Blabbing pricing intentions to each other looked fishy to OFT

Six insurance companies and two IT software and service providers have agreed to change the way price information for motor insurance is shared following concerns that previous practices were violating competition laws.

The Office of Fair Trading (OFT) said that the insurers shared price details about future motor insurance price intentions with brokers who in turn used a software company, SSP Ltd, to share the data on an information exchange service. Insurers could use the information exchange, provided by Experian, to check their prices against competitors' and meant they had the potential to use the software to "prevent, restrict or distort competition" through coordinated price setting agreements, the OFT said.

Ageas Insurance, Aviva Insurance, AXA Insurance UK, Liverpool Victoria Insurance Company, RBS Insurance Group and Zurich Insurance, as well as SSP and Experian, have all agreed binding commitments (77-page/582KB PDF) that limit the kind of information that can be published through Experian's software, the OFT said.
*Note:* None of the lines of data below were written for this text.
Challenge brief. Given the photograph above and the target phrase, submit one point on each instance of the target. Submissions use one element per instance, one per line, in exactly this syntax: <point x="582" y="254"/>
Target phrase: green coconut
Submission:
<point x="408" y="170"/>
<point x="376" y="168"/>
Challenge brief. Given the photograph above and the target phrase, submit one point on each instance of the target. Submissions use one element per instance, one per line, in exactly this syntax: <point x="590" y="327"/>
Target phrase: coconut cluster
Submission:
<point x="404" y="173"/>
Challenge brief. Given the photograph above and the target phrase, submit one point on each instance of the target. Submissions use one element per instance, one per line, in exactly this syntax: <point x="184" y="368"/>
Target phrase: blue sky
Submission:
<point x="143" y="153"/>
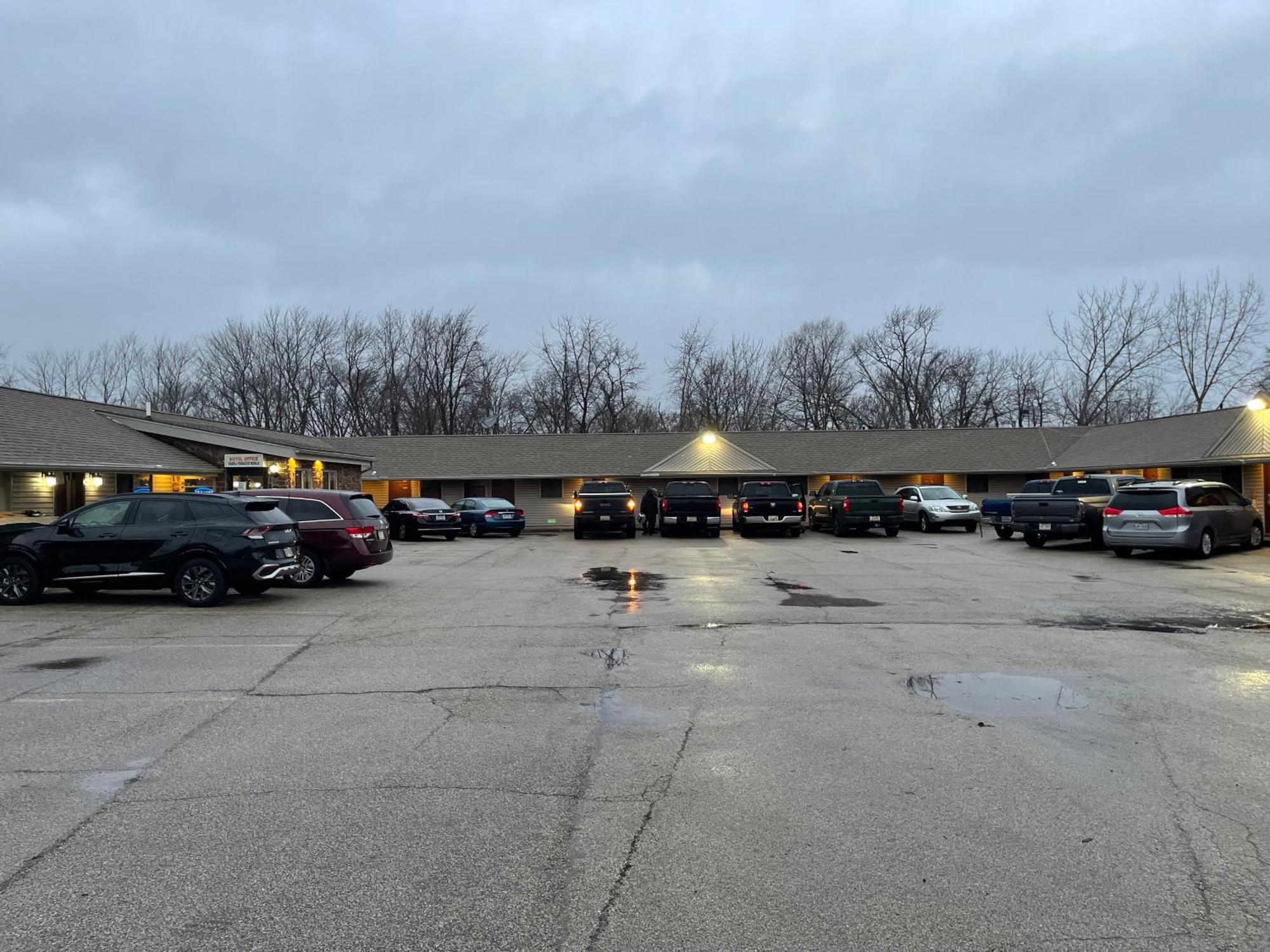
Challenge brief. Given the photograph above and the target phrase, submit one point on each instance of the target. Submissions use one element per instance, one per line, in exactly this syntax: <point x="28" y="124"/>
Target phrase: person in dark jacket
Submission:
<point x="648" y="507"/>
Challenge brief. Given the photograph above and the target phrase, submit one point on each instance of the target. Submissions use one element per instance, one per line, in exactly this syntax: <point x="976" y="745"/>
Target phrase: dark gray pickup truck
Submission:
<point x="846" y="506"/>
<point x="1073" y="510"/>
<point x="692" y="505"/>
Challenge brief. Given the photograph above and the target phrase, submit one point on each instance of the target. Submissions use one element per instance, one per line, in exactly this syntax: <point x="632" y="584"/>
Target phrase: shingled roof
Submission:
<point x="60" y="433"/>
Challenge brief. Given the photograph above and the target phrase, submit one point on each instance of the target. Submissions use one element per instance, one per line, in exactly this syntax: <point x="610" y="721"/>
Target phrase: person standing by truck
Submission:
<point x="648" y="508"/>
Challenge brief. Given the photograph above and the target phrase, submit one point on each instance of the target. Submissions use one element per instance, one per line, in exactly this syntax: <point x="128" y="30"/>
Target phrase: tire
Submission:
<point x="312" y="571"/>
<point x="200" y="583"/>
<point x="20" y="582"/>
<point x="84" y="588"/>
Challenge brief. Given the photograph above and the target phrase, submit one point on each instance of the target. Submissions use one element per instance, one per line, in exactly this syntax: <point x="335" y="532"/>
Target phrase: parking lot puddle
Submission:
<point x="802" y="596"/>
<point x="994" y="695"/>
<point x="64" y="664"/>
<point x="610" y="578"/>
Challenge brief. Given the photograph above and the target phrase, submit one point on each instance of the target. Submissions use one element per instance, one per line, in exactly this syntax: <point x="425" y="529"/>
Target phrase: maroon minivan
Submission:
<point x="341" y="532"/>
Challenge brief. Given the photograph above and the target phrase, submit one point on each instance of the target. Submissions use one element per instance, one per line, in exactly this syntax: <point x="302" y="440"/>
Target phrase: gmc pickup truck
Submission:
<point x="604" y="506"/>
<point x="1000" y="512"/>
<point x="846" y="506"/>
<point x="692" y="506"/>
<point x="768" y="506"/>
<point x="1074" y="510"/>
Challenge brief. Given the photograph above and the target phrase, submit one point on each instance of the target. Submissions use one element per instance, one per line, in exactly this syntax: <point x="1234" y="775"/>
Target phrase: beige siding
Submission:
<point x="27" y="491"/>
<point x="95" y="493"/>
<point x="1255" y="486"/>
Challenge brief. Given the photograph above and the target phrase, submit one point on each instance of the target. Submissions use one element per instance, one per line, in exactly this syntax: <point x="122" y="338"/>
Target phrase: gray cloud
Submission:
<point x="166" y="166"/>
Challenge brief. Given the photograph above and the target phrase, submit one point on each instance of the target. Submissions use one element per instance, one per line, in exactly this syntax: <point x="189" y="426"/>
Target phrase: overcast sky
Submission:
<point x="164" y="166"/>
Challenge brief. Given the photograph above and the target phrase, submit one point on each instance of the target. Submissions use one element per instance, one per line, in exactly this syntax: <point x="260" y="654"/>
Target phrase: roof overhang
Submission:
<point x="223" y="440"/>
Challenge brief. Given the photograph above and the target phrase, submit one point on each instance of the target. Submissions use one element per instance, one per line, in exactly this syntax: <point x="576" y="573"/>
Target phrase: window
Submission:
<point x="107" y="515"/>
<point x="308" y="511"/>
<point x="162" y="512"/>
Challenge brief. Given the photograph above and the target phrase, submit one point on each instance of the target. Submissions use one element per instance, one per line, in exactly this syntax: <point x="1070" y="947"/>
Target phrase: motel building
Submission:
<point x="58" y="454"/>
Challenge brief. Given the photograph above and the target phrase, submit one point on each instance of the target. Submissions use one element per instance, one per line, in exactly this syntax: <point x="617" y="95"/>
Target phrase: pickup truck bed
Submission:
<point x="690" y="506"/>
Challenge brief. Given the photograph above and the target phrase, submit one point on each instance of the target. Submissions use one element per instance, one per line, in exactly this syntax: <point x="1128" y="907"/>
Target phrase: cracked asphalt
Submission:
<point x="651" y="744"/>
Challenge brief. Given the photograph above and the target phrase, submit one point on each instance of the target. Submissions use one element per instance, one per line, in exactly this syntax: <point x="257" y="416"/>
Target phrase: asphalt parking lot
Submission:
<point x="651" y="744"/>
The regulator had raised concerns that the companies could have been in breach of the UK's Competition Act in how the tool was being used.
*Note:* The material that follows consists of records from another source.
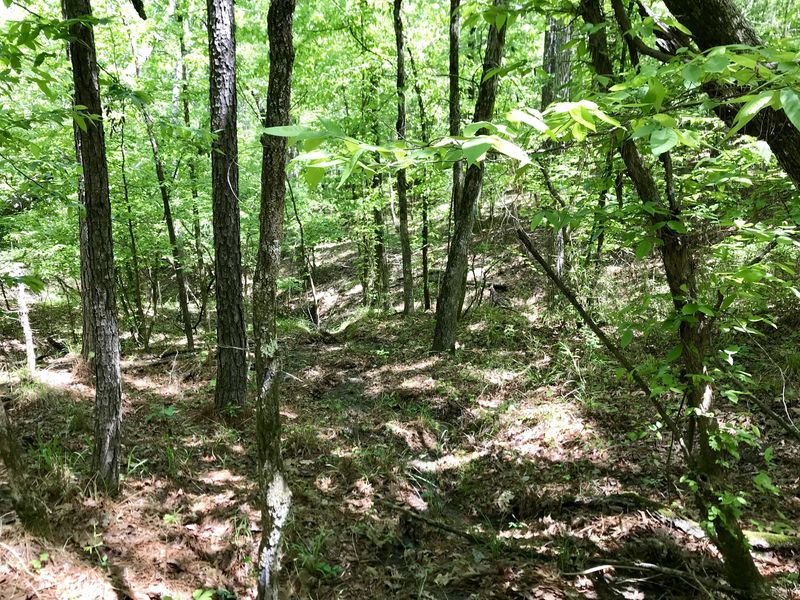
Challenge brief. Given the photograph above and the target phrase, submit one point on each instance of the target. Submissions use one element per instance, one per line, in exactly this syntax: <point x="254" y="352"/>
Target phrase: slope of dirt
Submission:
<point x="528" y="459"/>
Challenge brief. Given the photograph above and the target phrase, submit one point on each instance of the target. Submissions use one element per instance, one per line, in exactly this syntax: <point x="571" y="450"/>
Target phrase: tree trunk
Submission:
<point x="275" y="493"/>
<point x="91" y="149"/>
<point x="453" y="288"/>
<point x="177" y="252"/>
<point x="402" y="184"/>
<point x="87" y="316"/>
<point x="455" y="108"/>
<point x="380" y="253"/>
<point x="192" y="164"/>
<point x="426" y="138"/>
<point x="27" y="334"/>
<point x="718" y="23"/>
<point x="32" y="513"/>
<point x="231" y="336"/>
<point x="136" y="278"/>
<point x="680" y="273"/>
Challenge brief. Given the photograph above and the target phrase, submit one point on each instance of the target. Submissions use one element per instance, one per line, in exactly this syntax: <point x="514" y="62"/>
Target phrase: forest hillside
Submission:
<point x="399" y="299"/>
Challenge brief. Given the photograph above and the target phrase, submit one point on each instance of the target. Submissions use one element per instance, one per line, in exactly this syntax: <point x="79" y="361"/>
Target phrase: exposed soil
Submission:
<point x="525" y="443"/>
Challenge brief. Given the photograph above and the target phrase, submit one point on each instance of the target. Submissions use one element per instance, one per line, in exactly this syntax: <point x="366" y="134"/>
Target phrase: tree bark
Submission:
<point x="91" y="150"/>
<point x="426" y="138"/>
<point x="454" y="281"/>
<point x="275" y="493"/>
<point x="177" y="252"/>
<point x="27" y="334"/>
<point x="454" y="106"/>
<point x="231" y="336"/>
<point x="402" y="183"/>
<point x="680" y="273"/>
<point x="135" y="275"/>
<point x="720" y="22"/>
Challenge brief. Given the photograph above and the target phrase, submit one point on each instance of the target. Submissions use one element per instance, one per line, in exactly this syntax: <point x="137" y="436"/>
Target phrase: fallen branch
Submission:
<point x="615" y="351"/>
<point x="481" y="540"/>
<point x="705" y="582"/>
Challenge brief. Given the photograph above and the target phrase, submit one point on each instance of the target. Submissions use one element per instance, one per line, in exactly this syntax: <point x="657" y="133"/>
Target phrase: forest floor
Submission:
<point x="528" y="457"/>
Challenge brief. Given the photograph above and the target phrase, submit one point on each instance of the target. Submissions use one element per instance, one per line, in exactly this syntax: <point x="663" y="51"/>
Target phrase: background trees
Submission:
<point x="647" y="150"/>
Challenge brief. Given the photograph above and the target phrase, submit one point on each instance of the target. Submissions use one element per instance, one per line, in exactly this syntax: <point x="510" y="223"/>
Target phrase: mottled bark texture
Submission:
<point x="231" y="336"/>
<point x="454" y="103"/>
<point x="425" y="127"/>
<point x="680" y="272"/>
<point x="91" y="150"/>
<point x="718" y="23"/>
<point x="275" y="493"/>
<point x="557" y="63"/>
<point x="454" y="281"/>
<point x="27" y="334"/>
<point x="402" y="183"/>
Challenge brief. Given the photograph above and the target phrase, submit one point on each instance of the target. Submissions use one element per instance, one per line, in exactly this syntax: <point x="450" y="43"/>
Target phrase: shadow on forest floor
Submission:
<point x="527" y="448"/>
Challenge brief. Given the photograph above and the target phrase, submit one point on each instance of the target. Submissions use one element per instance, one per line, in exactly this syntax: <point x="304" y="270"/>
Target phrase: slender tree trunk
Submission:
<point x="453" y="288"/>
<point x="680" y="272"/>
<point x="136" y="278"/>
<point x="718" y="23"/>
<point x="425" y="128"/>
<point x="275" y="493"/>
<point x="231" y="336"/>
<point x="557" y="63"/>
<point x="192" y="163"/>
<point x="91" y="148"/>
<point x="454" y="106"/>
<point x="308" y="271"/>
<point x="379" y="228"/>
<point x="87" y="316"/>
<point x="27" y="334"/>
<point x="402" y="184"/>
<point x="177" y="252"/>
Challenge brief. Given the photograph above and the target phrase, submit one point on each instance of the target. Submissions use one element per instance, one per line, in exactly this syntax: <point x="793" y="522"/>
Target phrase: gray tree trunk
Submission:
<point x="231" y="332"/>
<point x="718" y="23"/>
<point x="91" y="150"/>
<point x="275" y="493"/>
<point x="454" y="281"/>
<point x="402" y="183"/>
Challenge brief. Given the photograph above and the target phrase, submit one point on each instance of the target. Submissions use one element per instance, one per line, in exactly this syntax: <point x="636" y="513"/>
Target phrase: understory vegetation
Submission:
<point x="399" y="299"/>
"The formal commitments address these concerns by ensuring that the companies will exchange pricing information through the analysis tool only if that information meets certain principles agreed with the OFT," the competition regulator said in a statement.

"These principles require the information, if less than six months old, to be anonymised, aggregated across at least five insurers and already 'live' in broker-sold policies," it said.

Under the UK's Competition Act companies are generally prohibited from establishing agreements with other UK trading firms that "have as their object or effect the prevention, restriction or distortion of competition within the United Kingdom".

The OFT said that the agreement would stop the potential for price fixing whilst ensuring "healthy" competition in the market.

"The exchange of future pricing data between competitors has the potential to dampen competition, preventing customers from getting the best value," said Clive Maxwell, executive director at the OFT.

"We have been able to address our concerns by accepting commitments that reflect the specific features of this market. These limit data sharing while ensuring a certain level of information remains available to potential new competitors, in particular smaller firms, to encourage entry into and healthy competition in the market," Maxwell said.

Later this month the OFT is expected to publish its report into the rising cost of motor insurance premiums. In September the OFT said it wanted to find out whether motor insurance premiums had risen on average by more than 40 per cent and whether any the reasons for the reported increase threw up any consumer or competition issues that need to be addressed.

The regulator asked insurers and other market participants for their views on the role played by price comparison websites, the provision of credit hire replacement vehicles, insurers' use of panels of approved repairers and "add-on" products sold in addition to standard insurance cover.